La peur est le seul espace de naissance du courage authentique. Le vrai obstacle c’est d’avoir peur de la peur. L’espace de métamorphose, c’est la peur. La peur n’est pas ce qui empêche d’être là. La peur n’est pas ce qui m’empêche d’être le chevalier qui rentre dans le péril ouvert mais la seule possibilité d’y rentrer. Si le chevalier voulait obtenir la récompense de la princesse, il ne serait plus dans le péril ouvert dans la nudité même de la peur. C’est la nudité de la peur qui nous rend dignes, nous ne pouvons être des êtres humains que dans l’absolue fragilité, l’espace de réalisation véritable. Cela demande juste un mouvement d’amitié envers soi-même. C’est le contraire du langage habituel. Ne pas avoir peur d’être vulnérable. La dévastation, c’est n’avoir plus le droit d’être vulnérable, de devoir être toujours un peu plus efficace. Le chevalier, c’est celui qui ne se défend pas contre le monde mais qui reste dans le péril ouvert trop terrifiant mais imploré.

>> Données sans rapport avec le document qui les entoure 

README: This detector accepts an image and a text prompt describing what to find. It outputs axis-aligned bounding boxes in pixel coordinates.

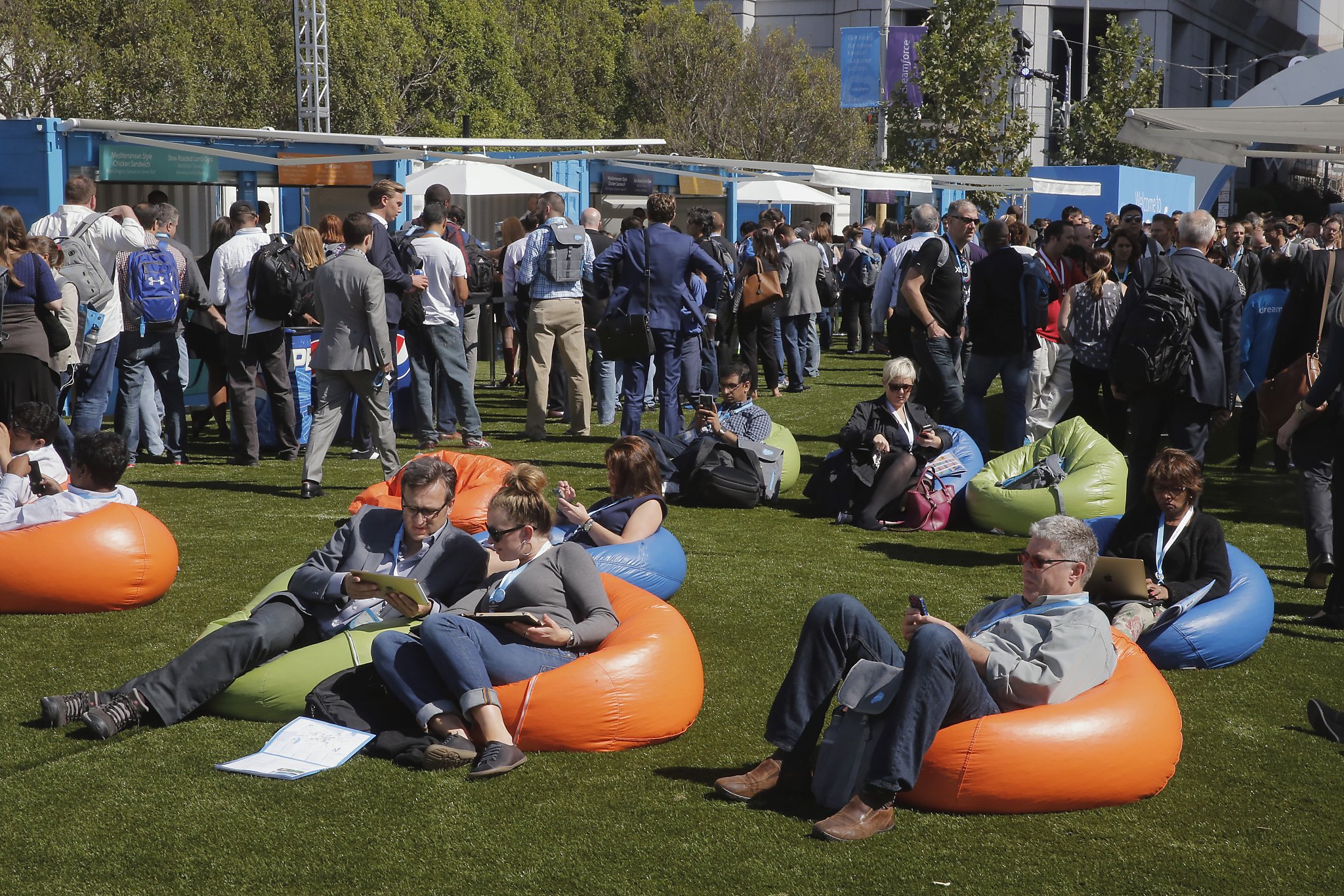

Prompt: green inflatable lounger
[967,417,1127,536]
[765,420,803,495]
[200,567,411,722]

L’attitude habituelle : c’est le monde qui nous agresse, le monde ne nous comprend pas, c’est le monde qui est ingrat. L’attitude bouddhiste est de dire, mais en quoi cela est aussi voix intérieure ? En quoi cela me regarde aussi ? En quoi ce que je perçois comme le monde m’attaquant est aussi quelque chose qui me regarde ? Quand le monde nous attaque, c’est un dragon qui demande à être reconnu comme une princesse, au lieu de nous crisper dans une bataille incessante contre le monde ; c’est là que le monde extérieur et le monde intérieur se rejoignent en permanence. Il faut voir leur jeu constant. C’est une erreur de vouloir tout intérioriser, c’est une attitude trop psychologisante mais c’est mieux que de voir toutes les choses extérieures et de voir la résonance que cela a en nous.
Ce que nous vivons dans le monde c’est aussi Notre propre esprit, notre propre cœur, notre propre être.